そのときに、気付きの場をもらってお世話になりました、なかには感謝を込めて「育ててもらった」と言う人もいるでしょう。
上司は部下から仕事の成果をもらっているのですから、そう言ってくれるだけで十分。
同じ仕事に取り組んでいるときに、リーダーが「人材育成したい」などと蚊帳の外から話をするようでは、チームや組織の一体感は生まれません。それだけで、組織崩壊です。
冗談交じりに、よく部下に「訓練」と言ったときにどのようなイメージを持つか。「トレーニング」ではどうか?という質問していました。
「訓練」のイメージは、苦しい、辛い、しんどい、眠い、疲れるというマイナスイメージ。
「トレーニング」はというと、身につく、向上するというプラスイメージ。
日本語と英語の違いだけなのですが、この受け取り方の違いは、どこから来るのか。何が原因か?
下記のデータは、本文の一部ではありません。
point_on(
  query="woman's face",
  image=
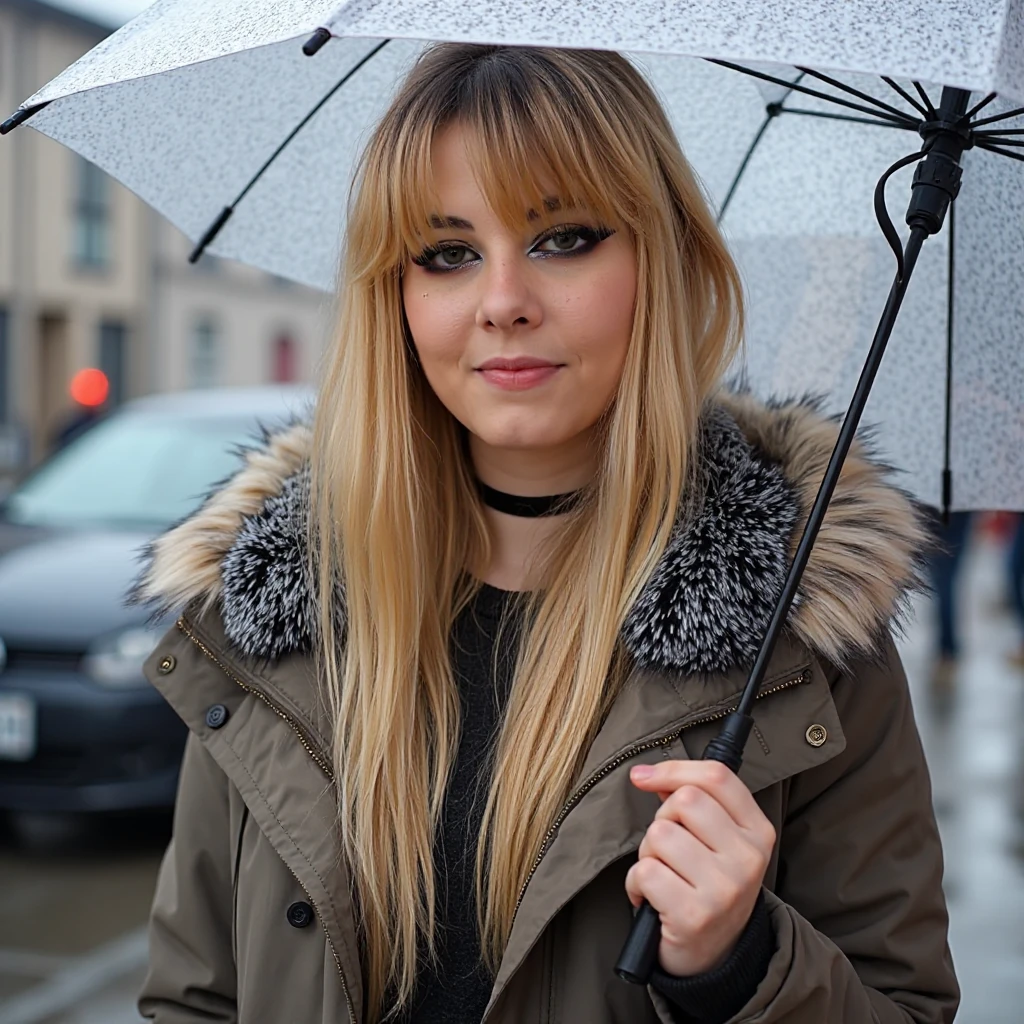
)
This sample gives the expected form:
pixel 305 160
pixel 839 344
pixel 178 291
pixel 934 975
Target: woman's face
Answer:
pixel 522 334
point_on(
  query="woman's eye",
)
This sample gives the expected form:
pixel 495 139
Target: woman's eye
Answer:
pixel 453 256
pixel 562 242
pixel 448 256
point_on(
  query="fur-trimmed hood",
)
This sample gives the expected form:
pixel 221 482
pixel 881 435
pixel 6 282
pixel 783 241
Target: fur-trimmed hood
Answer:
pixel 706 606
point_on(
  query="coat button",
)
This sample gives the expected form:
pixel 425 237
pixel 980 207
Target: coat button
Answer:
pixel 216 716
pixel 300 914
pixel 816 734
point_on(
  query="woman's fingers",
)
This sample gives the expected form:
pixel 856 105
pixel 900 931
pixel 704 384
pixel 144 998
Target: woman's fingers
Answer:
pixel 678 849
pixel 701 861
pixel 717 781
pixel 701 815
pixel 650 880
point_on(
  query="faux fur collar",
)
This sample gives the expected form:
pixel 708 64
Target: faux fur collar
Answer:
pixel 705 607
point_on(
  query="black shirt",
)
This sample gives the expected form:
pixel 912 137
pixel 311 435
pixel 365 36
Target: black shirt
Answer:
pixel 456 990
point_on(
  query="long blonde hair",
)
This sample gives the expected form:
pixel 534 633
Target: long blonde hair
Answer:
pixel 396 518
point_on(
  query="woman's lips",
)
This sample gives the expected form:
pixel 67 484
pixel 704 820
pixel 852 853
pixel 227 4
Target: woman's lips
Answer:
pixel 518 380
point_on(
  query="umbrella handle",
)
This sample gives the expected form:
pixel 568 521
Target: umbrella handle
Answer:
pixel 639 954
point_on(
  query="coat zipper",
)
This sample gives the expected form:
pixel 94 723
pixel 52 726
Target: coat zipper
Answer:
pixel 320 761
pixel 627 755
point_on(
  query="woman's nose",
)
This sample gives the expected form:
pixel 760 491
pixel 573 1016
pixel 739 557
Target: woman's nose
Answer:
pixel 507 298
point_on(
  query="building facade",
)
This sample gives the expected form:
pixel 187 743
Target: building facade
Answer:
pixel 91 276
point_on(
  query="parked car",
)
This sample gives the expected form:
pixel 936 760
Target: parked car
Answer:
pixel 80 727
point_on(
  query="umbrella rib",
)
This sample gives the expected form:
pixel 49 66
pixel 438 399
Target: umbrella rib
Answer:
pixel 979 105
pixel 742 167
pixel 903 121
pixel 214 229
pixel 994 139
pixel 850 90
pixel 276 153
pixel 999 117
pixel 846 117
pixel 906 95
pixel 932 113
pixel 1001 153
pixel 773 110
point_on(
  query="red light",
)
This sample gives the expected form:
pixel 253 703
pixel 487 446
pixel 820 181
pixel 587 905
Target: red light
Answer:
pixel 89 387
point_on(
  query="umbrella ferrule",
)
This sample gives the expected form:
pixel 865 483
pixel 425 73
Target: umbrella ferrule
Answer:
pixel 937 178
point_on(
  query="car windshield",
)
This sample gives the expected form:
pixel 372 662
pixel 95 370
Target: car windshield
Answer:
pixel 130 471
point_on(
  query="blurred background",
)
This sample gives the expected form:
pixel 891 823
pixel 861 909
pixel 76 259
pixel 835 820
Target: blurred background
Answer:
pixel 127 378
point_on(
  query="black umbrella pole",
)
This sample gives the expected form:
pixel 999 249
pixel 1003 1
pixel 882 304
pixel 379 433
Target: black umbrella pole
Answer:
pixel 640 950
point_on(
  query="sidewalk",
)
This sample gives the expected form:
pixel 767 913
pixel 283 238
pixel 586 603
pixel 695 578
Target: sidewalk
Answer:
pixel 975 748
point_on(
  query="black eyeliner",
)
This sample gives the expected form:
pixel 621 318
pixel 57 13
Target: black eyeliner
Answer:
pixel 592 236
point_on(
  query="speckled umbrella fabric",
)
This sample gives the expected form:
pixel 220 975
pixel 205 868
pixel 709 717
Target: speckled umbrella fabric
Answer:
pixel 185 104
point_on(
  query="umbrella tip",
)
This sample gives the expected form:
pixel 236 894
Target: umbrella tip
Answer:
pixel 315 41
pixel 17 118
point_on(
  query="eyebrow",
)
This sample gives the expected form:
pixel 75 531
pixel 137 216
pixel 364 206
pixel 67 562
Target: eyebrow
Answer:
pixel 551 204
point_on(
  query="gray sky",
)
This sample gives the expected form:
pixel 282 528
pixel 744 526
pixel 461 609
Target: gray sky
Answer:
pixel 111 12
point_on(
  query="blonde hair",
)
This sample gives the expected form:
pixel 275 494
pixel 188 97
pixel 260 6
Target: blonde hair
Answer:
pixel 397 520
これは訓練だけでなく、すべての仕事に当てはまります。
何のために仕事をしているのか、何のために働くのか、生きているのか、そういう話に通じる課題です。
今の飽食の時代、食べるためだけではなく、仕事により大きな価値や意義を求めている。仕事は、食べるためのものではなく、自己実現のための一つの場である、しかしかけがえのない場なのだと思います。
私が仕事をしているときの目標は、「トレーニング」のようなプラスイメージを与えること。訓練や仕事をして、何か身についた、向上した、勉強になった、というものを部下に与えること、でした。これは自分自身がそうであったから、部下にもそう感じてもらいたいと考えた、ということです。
訓練や仕事をすることが目的ではなく、それを通じて、何が自分自身の身についたと、どうやって充実感や満足感、喜びを持ってもらうか、仕事の目的達成に付加価値をつけながら、組織の機能を高めることが、私の目標でした。
組織づくりの原点だと考えています。